Debating Muslim Marriage

Unconventional Muslim marriages have been topics of heated public debate around the globe. Religious scholars, policy makers, political actors, media personalities, and women’s activists discuss, promote, or reject unregistered, transnational, interreligious and other boundary-crossing marriages. Couples entering into such marriages, however, have different concerns from those publicly discussed. At this event, we will present chapters from a newly published book that examines these debated marriages: Muslim Marriage and Non-Marriage. Where Religion and Politics Meet Intimate Lives, edited by Julie McBrien and Annelies Moors.

Based on ethnographic research in Europe, the Middle East, North Africa and Asia, the chapters of this volume examine couples’ motivations for, aspirations about, and abilities to enter into these marriages. The contributions show the diverse ways in which such marriages are concluded, and inquire into how they are performed, authorized or contested as Muslim marriages. These marriages may challenge existing ties of belonging and transform boundaries between religious and other communities, but they may also, and sometimes simultaneously, reproduce and solidify them.

Building on insights from different disciplines, both from the social sciences (anthropology, political science, gender and sexuality studies) and from the humanities (history, Islamic legal studies, religious studies), the authors address a wide range of controversial Muslim marriages (unregistered, interreligious, transnational, etc.), and include the views of religious scholars, state authorities, and political actors and activists, as well as the couples themselves, their families, and their wider social circle.

About the speakers

Joud Alkorani is an Assistant Professor of Islam, Politics, and Society at Radboud University. An anthropologist with a background in Middle Eastern and Islamic Studies, Joud completed her PhD at the University of Toronto and was a postdoctoral fellow at the Orient-Institut Beirut in 2022. Her research explores the forms Muslim piety takes after the Islamic Revival and the Arab Spring.
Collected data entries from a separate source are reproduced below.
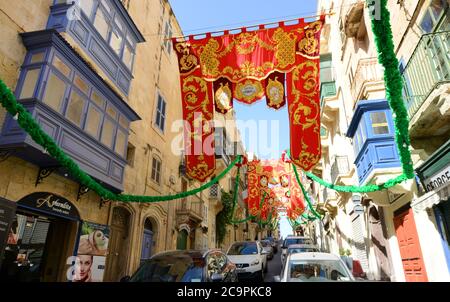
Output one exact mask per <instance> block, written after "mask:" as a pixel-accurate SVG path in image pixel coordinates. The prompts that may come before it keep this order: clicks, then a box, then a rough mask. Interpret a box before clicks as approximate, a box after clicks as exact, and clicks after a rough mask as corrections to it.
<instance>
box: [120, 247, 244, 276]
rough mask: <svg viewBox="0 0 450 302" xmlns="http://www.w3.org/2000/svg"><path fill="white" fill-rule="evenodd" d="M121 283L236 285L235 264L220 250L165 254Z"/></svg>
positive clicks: (236, 272) (150, 261)
mask: <svg viewBox="0 0 450 302" xmlns="http://www.w3.org/2000/svg"><path fill="white" fill-rule="evenodd" d="M121 281H122V282H236V281H237V271H236V265H234V263H233V262H232V261H230V259H228V257H227V256H226V255H225V254H224V253H223V252H222V251H220V250H216V249H214V250H204V251H198V250H195V251H194V250H190V251H169V252H162V253H159V254H156V255H154V256H152V257H151V258H150V259H148V260H146V261H145V262H144V263H143V264H142V265H141V266H140V267H139V268H138V270H137V271H136V272H135V273H134V275H133V276H131V277H129V276H126V277H124V278H122V280H121Z"/></svg>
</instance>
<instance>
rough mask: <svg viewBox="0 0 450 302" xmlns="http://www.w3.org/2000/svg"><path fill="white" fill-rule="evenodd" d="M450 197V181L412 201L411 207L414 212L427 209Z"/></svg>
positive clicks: (419, 211) (449, 197)
mask: <svg viewBox="0 0 450 302" xmlns="http://www.w3.org/2000/svg"><path fill="white" fill-rule="evenodd" d="M449 198H450V183H448V184H447V185H446V186H443V187H441V188H439V189H437V190H435V191H431V192H428V193H427V194H425V195H423V196H422V197H420V198H419V199H417V200H415V201H413V202H412V203H411V207H412V208H413V210H414V212H416V213H418V212H420V211H425V210H427V209H431V208H432V207H433V206H434V205H437V204H439V203H440V202H441V201H446V200H448V199H449Z"/></svg>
Annelies Moors is an anthropologist, prof.em. at the University of Amsterdam, who conducted long-term fieldwork in Palestine and the Netherlands. From 2001 to 2008 she directed the “Muslim Cultural Politics” program at the International Institute for the Study of Islam in the Modern World (ISIM). Engaging with the intersections of gender, nation, class, and religion she has published widely on Muslim family law; dress, fashion, and face-veiling; wearing gold; migrant domestic labor; the politics of marriage; and doing ethnography.

Eva F. Nisa is a Senior Lecturer in Anthropology at The Australian National University. She currently holds an Australian Research Council Discovery Early Career Researcher Award (DECRA). She is the author of Face-Veiled Women in Contemporary Indonesia (Routledge, 2022). Her DECRA, Standardising Halal: Interpreting the Tension between Global and Local, aims to advance understanding of how halal standardization has been reimagined in the context of global Muslim cultural diversity.

Ibtisam Sadegh is a Lecturer at the Civil Law Department at the University of Malta. She completed a PhD at the University of Amsterdam in 2023 on Muslim–Christian couples in Ceuta, the Spanish enclave on the north Moroccan coast. In 2013, she obtained a Doctor of Law (LL.D.) at the University of Malta for her comparative research on religious courts and tribunals in Malta and England and Wales. Her research interests include mixed marriages, religious identities, and minority communities.

Vanessa Vroon-Najem is an anthropologist, specialized in the field of conversion to Islam in the Netherlands. Since 2014, together with Prof. Dr. Annelies Moors, she focuses on how converts to Islam in the Netherlands find a partner and conclude their marriage(s), as well as on debates about (“halal”) dating, partner choice, (Islamic) marriages, and the political context in which these debates take place.

Julie McBrien (moderator) is Associate Professor of Anthropology and director of the Amsterdam Research Center for Gender and Sexuality. Her current research investigates questions of nationalism, international development and the politics of the future by interrogating late-Soviet and post-Soviet era interventions into martial practices in Central Asia.  She is author of From Belonging to Belief: Modern Secularisms and the Construction of Religion in Kyrgyzstan (The University of Pittsburgh Press, 2017) and editor of Muslim Marriage and Non-Marriage: Where Religion and Politics Meet Intimate Life (Leuven University Press, 2023).